Search code examples
cincludeextern

Why define "extern_" rather than using "extern"?


I tried to make a simple lexer, I found this github page : https://github.com/DoctorWkt/acwj/tree/master/01_Scanner And in his source code I saw that:

data.h:

...
#ifndef extern_
 #define extern_ extern
#endif

extern_ int Line;
extern_ int Putback;
extern_ FILE *Infile;
...

main.c:

...
#define extern_
#include "data.h"
#undef extern_
...

If I use just the extern keyword that dosn't work but it work with extern_ so what is the difference?


Solution

  • The direct function of the extern_ macro is to control whether the extern keyword appears in variable declarations. In principle, it could also be used to substitute some other keyword or to add qualifiers, but that appears to be incidental.

    At this point, it is important to remark that the code presented in the question is not representative of the code in the referenced GitHub project. On GitHub, the variable declarations appear in the header, and not in main.c. That's directly relevant to why such a facility is useful.

    In particular then, consider the difference between the two alternatives exercised in the overall project:

    • Most C source files in the project #include the header without defining macro extern_. In those cases, the header itself defines the macro extern_ to expand to the keyword extern, resulting in these declarations in those translation units:

       extern int Line;
       extern int Putback;
       extern FILE *Infile;
      
    • File main.c is special. It defines macro extern_ to expand to nothing, and it includes the header within the scope of that definition. The header then relies on the provided macro definition, so that in that translation unit alone, the resulting declarations are

        int Line;
        int Putback;
        FILE *Infile;
      

    The difference between the former and the latter is that the former are pure declarations, whereas the latter are tentative definitions. This is important because each object with external linkage that is accessed by the program must be defined in exactly one translation unit. A translation unit containing a tentative definition of a given object definitely contains a definition of that object (which is a bit more complicated than it may sound).

    Overall, then, the effect is that the same header can be used in two different roles: on one hand, by default, to declare the identifiers of external objects so that they can be accessed from other translation units, and on the other hand to define them in one selected translation unit, so that they actually exist in the program.

    If I use just the extern keyword that dosn't work but it work with extern_ so what is the difference?

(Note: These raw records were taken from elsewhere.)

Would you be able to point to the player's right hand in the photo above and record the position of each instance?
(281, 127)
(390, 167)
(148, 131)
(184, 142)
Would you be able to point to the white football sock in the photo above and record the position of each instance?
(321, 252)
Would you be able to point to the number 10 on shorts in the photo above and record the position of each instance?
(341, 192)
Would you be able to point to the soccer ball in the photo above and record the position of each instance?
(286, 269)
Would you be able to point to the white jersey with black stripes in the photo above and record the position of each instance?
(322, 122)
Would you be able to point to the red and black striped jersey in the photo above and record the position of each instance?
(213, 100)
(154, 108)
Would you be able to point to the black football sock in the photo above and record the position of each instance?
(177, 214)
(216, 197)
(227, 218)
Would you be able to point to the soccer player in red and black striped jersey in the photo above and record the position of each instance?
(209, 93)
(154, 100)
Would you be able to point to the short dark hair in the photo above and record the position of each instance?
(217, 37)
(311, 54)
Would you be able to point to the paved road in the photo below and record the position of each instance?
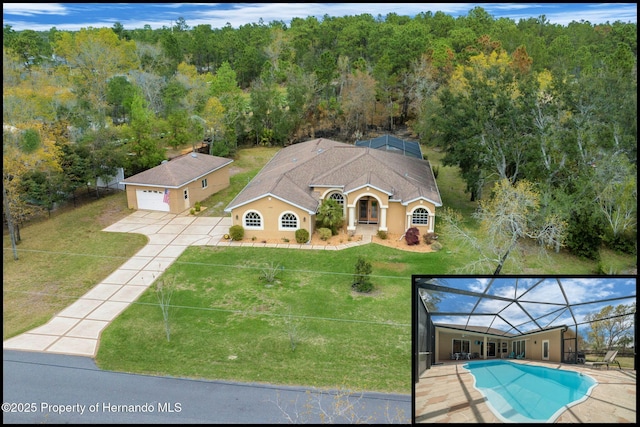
(58, 389)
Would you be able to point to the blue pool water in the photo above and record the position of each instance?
(528, 394)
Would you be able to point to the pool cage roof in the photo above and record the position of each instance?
(515, 306)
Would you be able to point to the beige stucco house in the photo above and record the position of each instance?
(175, 186)
(389, 190)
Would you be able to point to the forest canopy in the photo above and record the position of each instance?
(519, 101)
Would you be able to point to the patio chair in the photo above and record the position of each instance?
(609, 359)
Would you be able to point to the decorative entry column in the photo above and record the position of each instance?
(352, 219)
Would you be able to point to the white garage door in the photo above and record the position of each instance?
(151, 200)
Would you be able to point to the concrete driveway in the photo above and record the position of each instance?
(76, 330)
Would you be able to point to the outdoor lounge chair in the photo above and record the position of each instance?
(609, 359)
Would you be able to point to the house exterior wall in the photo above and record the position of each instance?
(533, 346)
(430, 207)
(393, 217)
(271, 210)
(444, 343)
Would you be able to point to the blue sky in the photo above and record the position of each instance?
(74, 16)
(582, 292)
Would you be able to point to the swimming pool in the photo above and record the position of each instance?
(518, 393)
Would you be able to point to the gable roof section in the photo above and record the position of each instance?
(294, 171)
(392, 144)
(179, 171)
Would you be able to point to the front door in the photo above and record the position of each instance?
(368, 211)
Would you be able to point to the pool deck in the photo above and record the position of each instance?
(445, 394)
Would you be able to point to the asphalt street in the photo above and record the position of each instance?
(60, 389)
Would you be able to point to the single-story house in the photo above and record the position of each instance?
(545, 344)
(175, 186)
(392, 143)
(392, 191)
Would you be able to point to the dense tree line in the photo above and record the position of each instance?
(549, 104)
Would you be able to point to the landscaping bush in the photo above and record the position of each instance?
(324, 233)
(429, 238)
(236, 232)
(412, 236)
(330, 216)
(302, 235)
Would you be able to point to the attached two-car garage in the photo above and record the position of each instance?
(151, 200)
(175, 186)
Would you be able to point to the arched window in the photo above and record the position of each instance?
(420, 217)
(289, 220)
(252, 219)
(338, 197)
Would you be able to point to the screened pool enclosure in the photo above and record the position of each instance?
(537, 318)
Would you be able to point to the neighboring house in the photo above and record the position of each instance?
(391, 143)
(175, 186)
(546, 344)
(392, 191)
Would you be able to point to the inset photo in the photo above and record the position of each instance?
(524, 349)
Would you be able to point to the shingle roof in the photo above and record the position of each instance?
(394, 145)
(493, 331)
(293, 172)
(179, 171)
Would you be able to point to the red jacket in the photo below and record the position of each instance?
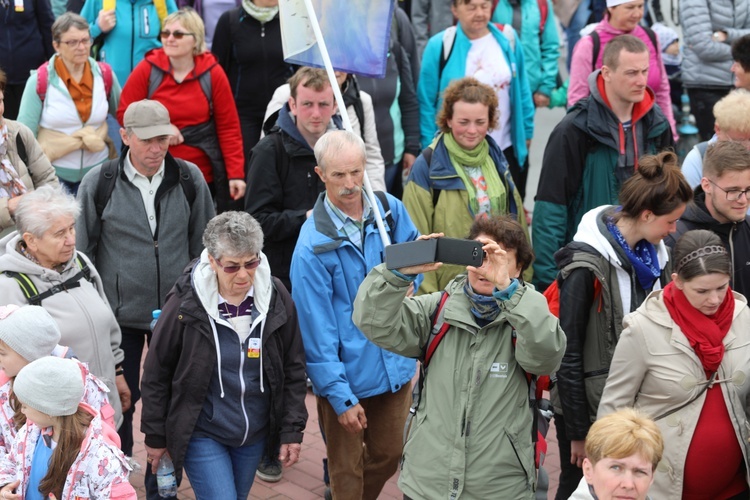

    Declaring a variable extern without providing an initializer constitutes a promise that the variable is defined somewhere in the program, but does not itself cause the variable to be defined. If a given variable is not declared any other way, anywhere in the program, then all those promises are unfulfilled, and the resulting behavior is undefined. Typically, that will manifest in the form of a link failure.

    As long as I mention initializers, it seems prudent to note that writing initializers into the declarations in the header is not a viable solution, for then every translation unit that included the header would have definitions of all the variables, whereas there must not be more than one definition of each in the entire program. The behavior would again be undefined. There is a better chance in practice that the program would be accepted, but it would still be wrong.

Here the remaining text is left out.